Dangerous Drug Interactions
Psychedelics interact dangerously with certain psychiatric medications. The most concerning combination involves ayahuasca (which contains natural compounds that block an enzyme called MAO) and antidepressants in the SSRI or SNRI class, including common drugs like fluoxetine, sertraline, and citalopram. This combination can cause serotonin toxicity, a potentially life-threatening condition where excess serotonin floods the nervous system, causing agitation, high fever, rapid heart rate, and muscle rigidity.
Lithium, commonly prescribed for bipolar disorder, is another high-risk combination with psychedelics that has been linked to seizures in case reports. SSRIs taken with psilocybin or LSD (without the MAO-inhibitor component) tend to blunt the psychedelic effect rather than cause toxicity, but the interaction is not fully understood and caution is warranted.
What’s Actually in the Drug Matters
One of the most overlooked risks of psychedelic use comes not from the drugs themselves but from what gets sold in their place. Substances called NBOMes, a class of synthetic hallucinogens, are frequently sold on blotter paper as LSD because they produce similar effects at doses small enough to fit on a tab.
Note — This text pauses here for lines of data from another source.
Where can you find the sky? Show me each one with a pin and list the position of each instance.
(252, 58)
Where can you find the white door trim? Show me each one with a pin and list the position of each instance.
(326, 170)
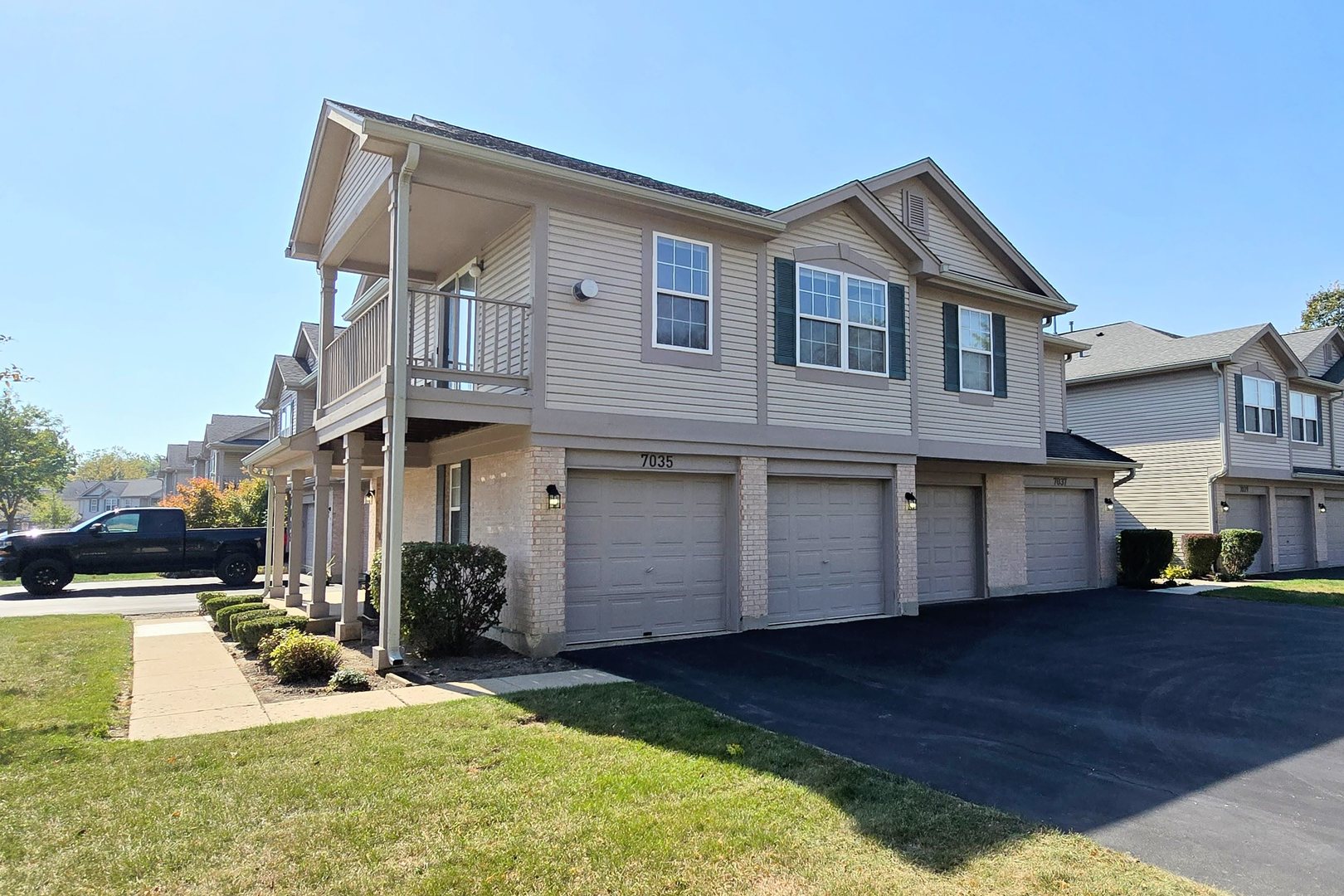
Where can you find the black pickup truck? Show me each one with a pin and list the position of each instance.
(129, 540)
In one review of NBOMe poisoning cases, 20% of patients believed they had taken LSD. Two of those patients died, and another attempted suicide. NBOMes are far more physically dangerous than actual LSD, with a much narrower margin between an active dose and a lethal one.
Drug-checking services and reagent test kits can distinguish LSD from NBOMe compounds. If a tab has a noticeably bitter or metallic taste, that’s a warning sign. LSD itself is essentially tasteless.
Context Changes the Risk Dramatically
Clinical trials consistently report far fewer adverse events than surveys of recreational users, and the reason is straightforward: screening, preparation, and environment. In research settings, participants are screened for family history of psychosis and bipolar disorder, they take a known dose of a verified substance, and trained professionals are present throughout. Most of the serious harms documented in the literature involve unsupervised use, unknown substances, dangerous physical environments, or people with unrecognized psychiatric vulnerabilities.
For a healthy person with no family history of psychotic or bipolar disorders, not taking interacting medications, using a verified substance at a known dose in a safe environment, classical psychedelics pose very low physical risk and a modest psychological one. Remove any of those conditions, and the risk profile changes substantially.